2010-11-11 12:59:03

by Rogier Wolff

[permalink] [raw]
Subject: Sync semantics.


Hi,

What should I expect from a "sync" system call?

The manual says:

sync() first commits inodes to buffers, and then buffers to disk.

and then goes on to state:

... since version 1.3.20 Linux does actually wait.

[for the buffers to be handed over to the drive]

So how long can I expect a "sync" call to take?

I would expect that all buffers that are dirty at the time of the
"sync" call are written by the time that sync returns. I'm currently
bombarding my fileserver with some 40-60Mbytes per second of data to
be written (*). The fileserver has 8G of memory. So max 8000 Mb of
dirty buffers can be stored, right? The server writes an average of
(at least) 40Mb/second to disk. According to my calculator, I will
have to wait up to 200 seconds for the sync system call to return....


# time sync
0.000u 0.220s 2:22:23.96 0.0% 0+0k 0+0io 2pf+0w

Two hours 22 minutes.

I typed the "time sync" again, and it hasn't returned yet.... Actually
I don't expect it to before 6-hours-from-now because that's when the
clients will run out of data to send.

wolff 13706 0.0 0.0 1816 208 pts/12 D+ 12:08 0:00 sync
wolff 14116 0.0 0.0 1908 520 pts/34 S+ 13:48 0:00 grep sync

It's been running 100 minutes by now.....

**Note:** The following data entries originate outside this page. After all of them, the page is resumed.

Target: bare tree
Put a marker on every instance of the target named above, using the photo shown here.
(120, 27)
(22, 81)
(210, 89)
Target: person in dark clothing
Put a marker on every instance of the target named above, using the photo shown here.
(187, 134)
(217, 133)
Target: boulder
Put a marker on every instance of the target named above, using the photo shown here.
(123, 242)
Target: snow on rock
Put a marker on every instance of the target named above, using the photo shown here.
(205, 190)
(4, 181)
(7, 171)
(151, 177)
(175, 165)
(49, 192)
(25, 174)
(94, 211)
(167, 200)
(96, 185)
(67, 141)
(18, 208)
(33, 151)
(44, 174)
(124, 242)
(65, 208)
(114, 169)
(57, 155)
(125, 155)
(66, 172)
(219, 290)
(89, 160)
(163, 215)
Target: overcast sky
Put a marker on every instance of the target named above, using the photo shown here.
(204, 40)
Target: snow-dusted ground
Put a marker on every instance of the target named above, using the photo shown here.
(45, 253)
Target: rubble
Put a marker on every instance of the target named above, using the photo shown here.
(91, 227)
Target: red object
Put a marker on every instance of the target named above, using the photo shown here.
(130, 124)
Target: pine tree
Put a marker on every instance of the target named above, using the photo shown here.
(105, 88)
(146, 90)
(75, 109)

(*) The three clients are each sending 20-35 Mb/second but are being
held up by the server who doesn't seem to be handling more than about
40-50Mb/sec total.

--
** [email protected] ** http://www.BitWizard.nl/ ** +31-15-2600998 **
** Delftechpark 26 2628 XH Delft, The Netherlands. KVK: 27239233 **
*-- BitWizard writes Linux device drivers for any device you may have! --*
Q: It doesn't work. A: Look buddy, doesn't work is an ambiguous statement.
Does it sit on the couch all day? Is it unemployed? Please be specific!
Define 'it' and what it isn't doing. --------- Adapted from lxrbot FAQ


2010-11-12 07:46:14

by Michal Svoboda

[permalink] [raw]
Subject: Re: Sync semantics.

Rogier Wolff wrote:
> What should I expect from a "sync" system call?
> # time sync
> 0.000u 0.220s 2:22:23.96 0.0% 0+0k 0+0io 2pf+0w
> Two hours 22 minutes.

I would also be interested to hear the answer for this question. Sync
and ongoing i/o simply don't seem to play well together, and you don't
even need anything as heavy as mentioned above.


Michal Svoboda


Attachments:
(No filename) (368.00 B)
(No filename) (198.00 B)
Download all attachments

2010-11-15 02:39:38

by Dave Chinner

[permalink] [raw]
Subject: Re: Sync semantics.

On Thu, Nov 11, 2010 at 01:52:19PM +0100, Rogier Wolff wrote:
>
> Hi,
>
> What should I expect from a "sync" system call?
>
> The manual says:
>
> sync() first commits inodes to buffers, and then buffers to disk.
>
> and then goes on to state:
>
> ... since version 1.3.20 Linux does actually wait.
>
> [for the buffers to be handed over to the drive]
>
> So how long can I expect a "sync" call to take?
>
> I would expect that all buffers that are dirty at the time of the
> "sync" call are written by the time that sync returns. I'm currently
> bombarding my fileserver with some 40-60Mbytes per second of data to
> be written (*). The fileserver has 8G of memory. So max 8000 Mb of
> dirty buffers can be stored, right? The server writes an average of
> (at least) 40Mb/second to disk. According to my calculator, I will
> have to wait up to 200 seconds for the sync system call to return....
>
>
> # time sync
> 0.000u 0.220s 2:22:23.96 0.0% 0+0k 0+0io 2pf+0w

Depending on the kernel, sync will keep writing if you keep
dirtying. This should be mostly fixed in 2.6.36....

Cheers,

Dave.
--
Dave Chinner
[email protected]

2010-11-15 07:42:50

by Michal Svoboda

[permalink] [raw]
Subject: Re: Sync semantics.

Dave Chinner wrote:
> Depending on the kernel, sync will keep writing if you keep
> dirtying. This should be mostly fixed in 2.6.36....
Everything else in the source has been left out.